At Hot Chips 2020, IBM has unveiled its first commercialised processor that is built on 7nm process technology. The new IBM Power10 processors, fabricated by partner Samsung, is expected to "deliver up to a 3x gain in processor energy efficiency per socket, increasing workload capacity in the same power envelope," as its predecessor, the 14nm Power9. This efficiency boost is anticipated to increase system density, workloads and user capacity as much as threefold in 'hybrid cloud workloads', where IBM hopes to find new devotees.

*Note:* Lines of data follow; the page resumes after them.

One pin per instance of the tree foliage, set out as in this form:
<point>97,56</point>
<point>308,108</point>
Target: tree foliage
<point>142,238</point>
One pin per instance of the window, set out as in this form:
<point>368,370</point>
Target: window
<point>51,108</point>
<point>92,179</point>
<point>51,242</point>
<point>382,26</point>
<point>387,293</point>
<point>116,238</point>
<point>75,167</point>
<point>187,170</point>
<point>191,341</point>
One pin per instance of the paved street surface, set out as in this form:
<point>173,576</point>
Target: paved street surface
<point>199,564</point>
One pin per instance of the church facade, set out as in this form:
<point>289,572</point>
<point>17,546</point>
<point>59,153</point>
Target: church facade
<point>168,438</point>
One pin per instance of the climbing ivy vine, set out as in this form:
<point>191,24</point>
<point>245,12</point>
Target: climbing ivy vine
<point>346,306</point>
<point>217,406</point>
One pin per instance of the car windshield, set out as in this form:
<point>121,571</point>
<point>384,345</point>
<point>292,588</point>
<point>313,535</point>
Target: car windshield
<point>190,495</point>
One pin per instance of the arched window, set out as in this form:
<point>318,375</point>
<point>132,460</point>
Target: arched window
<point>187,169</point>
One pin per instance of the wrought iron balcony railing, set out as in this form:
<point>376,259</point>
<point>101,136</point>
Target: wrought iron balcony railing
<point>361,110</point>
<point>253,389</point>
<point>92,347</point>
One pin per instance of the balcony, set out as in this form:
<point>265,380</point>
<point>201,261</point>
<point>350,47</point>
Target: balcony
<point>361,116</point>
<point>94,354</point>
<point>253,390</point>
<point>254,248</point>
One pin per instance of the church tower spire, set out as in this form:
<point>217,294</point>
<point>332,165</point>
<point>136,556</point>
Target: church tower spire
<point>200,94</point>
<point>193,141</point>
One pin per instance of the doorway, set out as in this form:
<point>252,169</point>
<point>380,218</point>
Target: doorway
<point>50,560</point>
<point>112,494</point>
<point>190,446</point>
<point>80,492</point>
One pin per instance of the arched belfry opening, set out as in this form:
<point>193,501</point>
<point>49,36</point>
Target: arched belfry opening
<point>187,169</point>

I have condensed the key attractions of the Power10 into the bullet point list below:
- New Processor Core Architectures: offer a +30 per cent average core performance, an embedded Matrix Math Accelerator is extrapolated to provide 10x, 15x and 20x faster AI inference for FP32, BFloat16 and INT8 calculations (compared to Power9). Single chip module will offer <15 SMT8 cores, and dual-chip <30 SMT8 cores.
- Support for Multi-Petabyte Memory Clusters: support up to 1TB/s with minimal latency. 'Memory Inception' memory cluster sharing.

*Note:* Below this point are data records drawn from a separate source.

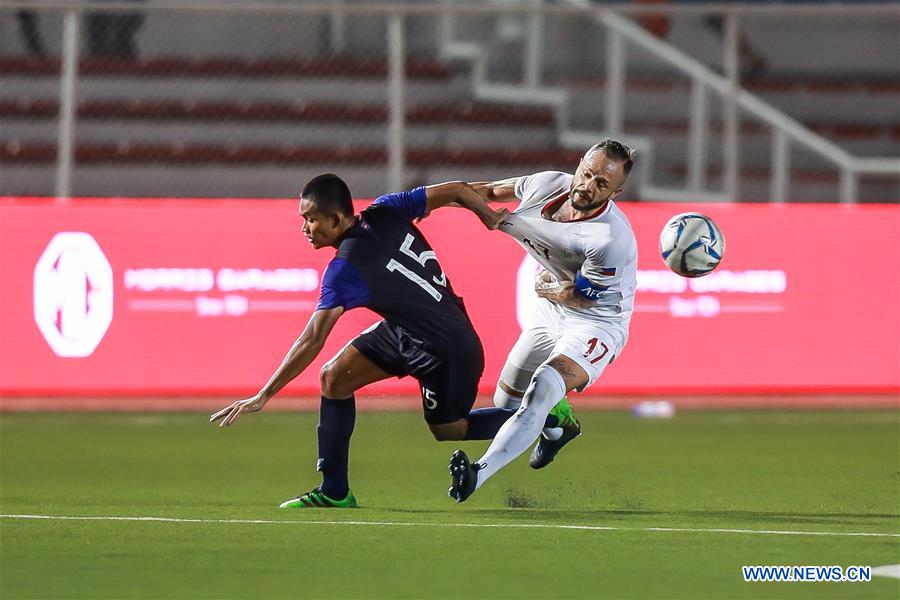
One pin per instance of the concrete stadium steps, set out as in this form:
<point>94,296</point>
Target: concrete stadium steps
<point>218,115</point>
<point>260,171</point>
<point>463,124</point>
<point>212,80</point>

- New Hardware-Enabled Security Capabilities: transparent memory encryption, quadruple the number of AES encryption engines per core (compared to Power9), hardware-enforced container protection and isolation capabilities.
- Power: reduced power consumption will reduce data centre costs and reduce footprints.

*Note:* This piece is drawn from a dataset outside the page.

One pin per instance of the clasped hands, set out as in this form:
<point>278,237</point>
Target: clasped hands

- Open for licensing by OpenPower Foundation members (250 companies inc. Google, Nvidia, Mellanox, and Tyan).
The famous Summit supercomputer, at the U.S. Department of Energy's Oak Ridge National Laboratory, is based on Power9 CPUs / Nvidia GPUs.
These new Power10 processors are being made by Samsung and are due to ship to partners / customers in H2 next year. Some partners have already been sampling the Power10 in various configurations.